Fixed investment added 0.46 percentage points to growth (0.51 percentage points in the second estimate) and increased 2.9 percent, compared to a 3.2 percent expansion in the previous release. Investment rose less for intellectual property products (1.3 percent compared to 4.5 percent); growth was steady for equipment (1.9 percent) and residential (9.6 percent). Investment in structures fell at a slower 1.9 percent (-4.5 percent).
Private inventories added 1.01 percentage points to growth, above 0.94 percentage points in the second estimate.
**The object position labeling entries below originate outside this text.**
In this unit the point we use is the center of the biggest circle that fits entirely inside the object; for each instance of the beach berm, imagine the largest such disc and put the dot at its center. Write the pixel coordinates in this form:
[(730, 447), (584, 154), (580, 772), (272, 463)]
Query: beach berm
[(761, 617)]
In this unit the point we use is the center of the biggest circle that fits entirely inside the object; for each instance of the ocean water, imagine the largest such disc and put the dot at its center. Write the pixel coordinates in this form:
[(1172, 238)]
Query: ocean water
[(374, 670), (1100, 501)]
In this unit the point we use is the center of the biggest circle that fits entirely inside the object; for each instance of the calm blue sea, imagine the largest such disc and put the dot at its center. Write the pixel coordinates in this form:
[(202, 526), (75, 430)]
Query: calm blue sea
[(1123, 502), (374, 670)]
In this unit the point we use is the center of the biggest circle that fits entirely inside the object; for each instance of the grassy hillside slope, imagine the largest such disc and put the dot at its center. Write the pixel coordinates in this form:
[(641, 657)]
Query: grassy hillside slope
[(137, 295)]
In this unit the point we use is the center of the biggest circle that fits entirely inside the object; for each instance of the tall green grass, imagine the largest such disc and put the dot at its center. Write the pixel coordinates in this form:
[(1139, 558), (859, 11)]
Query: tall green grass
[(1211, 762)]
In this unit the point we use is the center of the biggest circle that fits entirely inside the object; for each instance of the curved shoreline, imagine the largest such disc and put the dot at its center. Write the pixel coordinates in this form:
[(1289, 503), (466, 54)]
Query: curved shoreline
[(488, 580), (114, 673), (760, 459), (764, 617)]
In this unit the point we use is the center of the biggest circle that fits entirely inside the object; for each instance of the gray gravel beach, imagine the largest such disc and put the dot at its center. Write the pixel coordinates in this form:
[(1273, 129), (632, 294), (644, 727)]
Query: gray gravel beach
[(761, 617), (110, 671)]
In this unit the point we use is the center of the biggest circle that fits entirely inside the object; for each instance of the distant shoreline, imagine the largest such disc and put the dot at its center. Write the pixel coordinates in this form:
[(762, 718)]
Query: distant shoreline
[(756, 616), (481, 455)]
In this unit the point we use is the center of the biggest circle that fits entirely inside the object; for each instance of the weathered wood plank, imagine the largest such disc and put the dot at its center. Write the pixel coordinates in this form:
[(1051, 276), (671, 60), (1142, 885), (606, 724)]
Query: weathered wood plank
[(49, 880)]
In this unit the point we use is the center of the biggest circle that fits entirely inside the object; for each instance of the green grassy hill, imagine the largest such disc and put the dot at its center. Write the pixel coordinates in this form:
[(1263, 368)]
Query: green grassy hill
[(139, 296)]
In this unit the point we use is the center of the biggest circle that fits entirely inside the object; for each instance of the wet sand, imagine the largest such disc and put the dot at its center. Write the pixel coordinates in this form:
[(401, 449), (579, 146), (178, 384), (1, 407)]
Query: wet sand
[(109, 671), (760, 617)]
It is the biggest contribution since the first quarter of 2015.
Meanwhile, exports shrank 4.5 percent (-4 percent in the second estimate) and imports jumped 9 percent (8.5 percent), bringing the impact from trade to -1.82 percent (-1.7 percent in the second estimate).
Government spending and investment added 0.03 percentage points to growth (0.06 percent in the previous release) and rose 0.2 percent (0.4 percent in the preliminary estimates).
Considering full 2016, private investment slumped for the first time since 2009 (-1.6 percent, the same as in the second estimate), dragged down by structures (-2.9 percent from -3 percent) and equipment (-2.9 percent). Consumer spending rose 2.7 percent, the same as in earlier estimates and public spending and investment increased 0.8 percent, unchanged form earlier estimates. Exports went up 0.4 percent and imports rose 1.2 percent (1.1 percent in the second estimate).